We can use the tablib library to import files in various formats to initialize tablib's data objects. As follows:

with open('data.csv', 'r') as fh:
    imported_data = tablib.Dataset().load(fh)
print(imported_data)
Name|Age
----|---
John|28 
Tom |16 
Jane|32 

For table formats, such as csv format, you can also not import the header row, that is, do not use the first row as the header row, as shown below:

with open('data.csv', 'r') as fh:
    # headers=False不导入标题行
    imported_data = tablib.Dataset().load(fh,headers=False)
print(imported_data)
Name|Age
John|28 
Tom |16 
Jane|32 

For xls and xlsx that support multiple tables, the first table is currently opened by default. Please use rb mode. See the next section for multi-table management.
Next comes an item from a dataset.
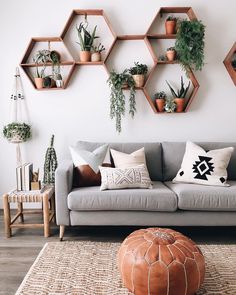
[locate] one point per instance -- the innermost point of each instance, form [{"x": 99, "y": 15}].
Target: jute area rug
[{"x": 90, "y": 268}]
with open('data.xls', 'rb') as fh:
    imported_data =  tablib.Dataset().load(fh, 'xls')
print(imported_data)

Name|Age 
----|----
John|28.0
Tom |16.0
Jane|32.0

1.3 Multi-table management

In Tablib, Databook is a data structure used to organize and manage multiple data tables (Data Tables). Databook provides a convenient way to operate and process multiple data tables.

Create Databook

# 创建Databook
databook = tablib.Databook()
# 创建第一个数据表
data_table1 = tablib.Dataset()

# 设置数据表的列和数据
data_table1.headers = ['Name', 'Age']
data_table1.append(['John', 25])
data_table1.append(['Alice', 30])
# 设置表名
data_table1.title = "table1"

# 添加数据表到 Databook
databook.add_sheet(data_table1)
# 创建二个数据表
data_table2 = tablib.Dataset()

# 设置数据表的列和数据
data_table2.headers = ['Name', 'Age']
data_table2.append(['Jane', 34])
data_table2.append(['Mike', 14])
# 设置表名
data_table2.title = "table2"

# 添加数据表到 Databook
databook.add_sheet(data_table2)
# 可以利用现有表一次性创建Databoook
tablib.Databook((data_table1, data_table2))
<databook object>

View databook

# 查看子表数量
databook.size
2
# 查看各表
databook.sheets()
[<table1 dataset>, <table2 dataset>]

Get table based on index

for index,table in enumerate(databook.sheets()):
    print(f" \ntable{
      
      index}")
    print(table)
table0
Name |Age
-----|---
John |25 
Alice|30 
 
table1
Name|Age
----|---
Jane|34 
Mike|14 

Save and import

Databook supports saving xlsx and xls files, but importing only supports xlsx files.

# 保存为xlsx文件
with open('databook.xlsx', 'wb') as f:
    f.write(databook.export('xlsx'))
# 多表导入
with open(r'databook.xlsx', 'rb') as fh:
    databook = tablib.Databook().load(fh, 'xlsx')
print(databook.sheets())
[<table1 dataset>, <table2 dataset>]

1.4 Advanced use

dynamic column

Talblib allows you to freely create and manage dynamic columns in data tables. These columns do not need to be defined in advance and can be added, removed, and modified at any time as needed. Set the columns based on a random function as shown below:

# 导入数据
with open('data.csv', 'r') as fh:
    data = tablib.Dataset().load(fh)
print(data)
Name|Age
----|---
John|28 
Tom |16 
Jane|32 
import random

# 随机设置分数
def random_grade(row):
    # 根据传入的行设置不同数据标准
    if int(row[1]) > 30:
        return (random.randint(59,100)/100.0)
    else:
        return (random.randint(60,99)/100.0)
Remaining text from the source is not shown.